Rabies is a viral disease that is transmitted from animals to humans. When symptoms appear, and without immediate treatment, rabies is fatal in 100% of cases. It can be avoided thanks to vaccination. In Belgium, the main threat still comes from the illegal importation of dogs from infected countries.

When should rabies be suspected?

Rabies can be suspected in people presenting with:

  • symptoms of encephalitis 
  • a history of having been bitten by a suspected rabid animal in an infected geographical zone 
  • or following contact with a bat.

A disease that is impossible to diagnose prior to the initial symptoms

The symptoms can appear one week or a number of years after exposure. During this period, the virus is not yet detectable and it is impossible to diagnose the infection. 

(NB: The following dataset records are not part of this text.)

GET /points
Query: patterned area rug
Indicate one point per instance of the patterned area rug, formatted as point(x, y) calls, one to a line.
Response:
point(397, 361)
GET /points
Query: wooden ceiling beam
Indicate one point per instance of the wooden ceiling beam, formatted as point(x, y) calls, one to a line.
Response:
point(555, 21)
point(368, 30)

Furthermore, without a bite-mark, or specific signs of hydrophobia or aerophobia, the clinical diagnosis can prove difficult. 

It is therefore detection of the virus that allows the diagnosis to be confirmed.

The tests that make it possible to identify the presence of the rabies virus in the saliva, the urine or the infected tissue (skin, cerebrospinal fluid, cornea, brain after death) are only conducted by specialized laboratories such as the National Reference Centre for Rabies, within Sciensano. 



Sciensano provides epidemiological surveillance of rabies in Belgium and takes responsibility for diagnosis and treatment following exposure. It monitors the efficacy of vaccines against rabies. The Belgian Official Medicines Control Laboratory (OMCL) of Sciensano, together with the European OMCL network, is responsible for the quality control of the rabies vaccine prior to marketing.